Millions of people could be put at risk because progress in getting the best medicines to the developing world is not being matched by an appropriate monitoring programme say the writers of an editorial in today's BMJ.
The developing world bears almost 90% of the planet's disease burden. More is being done to make sure the developing world has access to effective medicines. Drug companies are coming under greater pressure to remove the legal and financial barriers to access say the writers. While they acknowledge this is good they say progress is not being matched by the development of proper drug safety monitoring.
Drug safety monitoring, known as pharmacovigilance, was developed in the West after the thalidomide disaster in the 1960s.

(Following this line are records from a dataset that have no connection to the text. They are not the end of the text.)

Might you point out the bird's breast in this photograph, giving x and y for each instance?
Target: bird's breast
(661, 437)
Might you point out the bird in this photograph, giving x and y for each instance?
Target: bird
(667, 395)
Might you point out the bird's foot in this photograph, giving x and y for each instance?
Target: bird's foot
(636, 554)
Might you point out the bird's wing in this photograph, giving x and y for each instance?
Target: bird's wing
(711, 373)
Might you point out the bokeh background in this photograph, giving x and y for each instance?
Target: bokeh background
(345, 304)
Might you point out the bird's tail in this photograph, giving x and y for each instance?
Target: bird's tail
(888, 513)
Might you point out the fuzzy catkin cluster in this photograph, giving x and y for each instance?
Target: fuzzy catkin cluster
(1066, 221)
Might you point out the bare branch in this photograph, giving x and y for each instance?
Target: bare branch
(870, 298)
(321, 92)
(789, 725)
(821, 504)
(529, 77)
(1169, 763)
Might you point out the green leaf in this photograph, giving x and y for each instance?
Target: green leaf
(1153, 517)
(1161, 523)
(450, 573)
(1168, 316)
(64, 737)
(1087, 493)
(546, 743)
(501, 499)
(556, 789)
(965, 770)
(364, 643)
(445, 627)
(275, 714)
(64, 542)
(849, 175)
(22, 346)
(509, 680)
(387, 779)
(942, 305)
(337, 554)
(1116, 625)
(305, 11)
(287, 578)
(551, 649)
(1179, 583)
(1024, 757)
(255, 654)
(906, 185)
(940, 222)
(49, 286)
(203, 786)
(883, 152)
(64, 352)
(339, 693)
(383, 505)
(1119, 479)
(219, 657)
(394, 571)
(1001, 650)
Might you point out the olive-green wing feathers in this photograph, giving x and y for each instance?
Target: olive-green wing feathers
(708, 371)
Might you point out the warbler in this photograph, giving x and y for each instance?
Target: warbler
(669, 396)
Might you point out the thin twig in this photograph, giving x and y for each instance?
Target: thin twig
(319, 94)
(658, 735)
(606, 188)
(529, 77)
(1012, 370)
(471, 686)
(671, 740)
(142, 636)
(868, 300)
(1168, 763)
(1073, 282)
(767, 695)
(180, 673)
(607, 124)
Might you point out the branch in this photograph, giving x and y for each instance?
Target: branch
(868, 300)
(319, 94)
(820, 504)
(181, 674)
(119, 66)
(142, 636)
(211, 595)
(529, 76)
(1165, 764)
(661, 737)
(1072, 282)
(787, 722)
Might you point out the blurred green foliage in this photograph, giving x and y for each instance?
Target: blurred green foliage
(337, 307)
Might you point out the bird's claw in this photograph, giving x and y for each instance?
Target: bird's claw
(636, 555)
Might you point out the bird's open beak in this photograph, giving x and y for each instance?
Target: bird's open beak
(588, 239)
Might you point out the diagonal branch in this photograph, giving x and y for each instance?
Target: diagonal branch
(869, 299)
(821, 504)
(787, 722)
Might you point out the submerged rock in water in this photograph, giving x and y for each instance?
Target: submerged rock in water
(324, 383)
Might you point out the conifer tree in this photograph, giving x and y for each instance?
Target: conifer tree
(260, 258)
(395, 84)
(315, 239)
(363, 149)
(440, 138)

Around 10,000 babies were born with disabilities as a result of their mothers taking thalidomide as a remedy for morning sickness.
Now, data on any adverse effects associated with the use of a particular medicine are systematically collected and analysed identifying any potential problems. 96% of developed countries have pharmacovigilance systems in place compared to just over a quarter of countries in the developing world.
The writers argue that data compiled from countries in the West cannot simply be used to measure the effects of drugs new to the developing world. They say the incidence pattern and the severity of adverse reactions could differ greatly because of different genetic influences and the local environment.
The writers say there are a number of things that could and should be done.
In the short term they say information in these countries should be better pooled. So, for example, there should be more collaboration between the academic community, the pharmaceutical industry and individual governments in order to create a single database. They cite a successful collaboration between public health, drug access campaigns and a regional surveillance system called the East African Network for Monitoring Antimalarial Treatment and say more of these partnerships could be established.
They suggest the pharmaceutical industry needs to become more involved; effective public-private partnerships need to be established so there is collaboration beyond the obtainment of a drug license. Programmes should be developed which show the effectiveness of a drug in the real world. There are examples of this in Africa say the writers but they need to become the norm, not the exception.
In the long term every country should develop its own pharmacovigilance system, however the writers acknowledge this will be costly. At the moment countries in the developing world just don't have the resources, infrastructure and expertise. At the moment if it comes down to a choice between implementing a new vaccine programme and funding a pharmacovigilance system then the former will win.
So, they say, the WHO needs to take the lead in developing a novel funding model to support pharmacovigilance in the developing world. This could include, for example, developing exchange programmes to increase local expertise.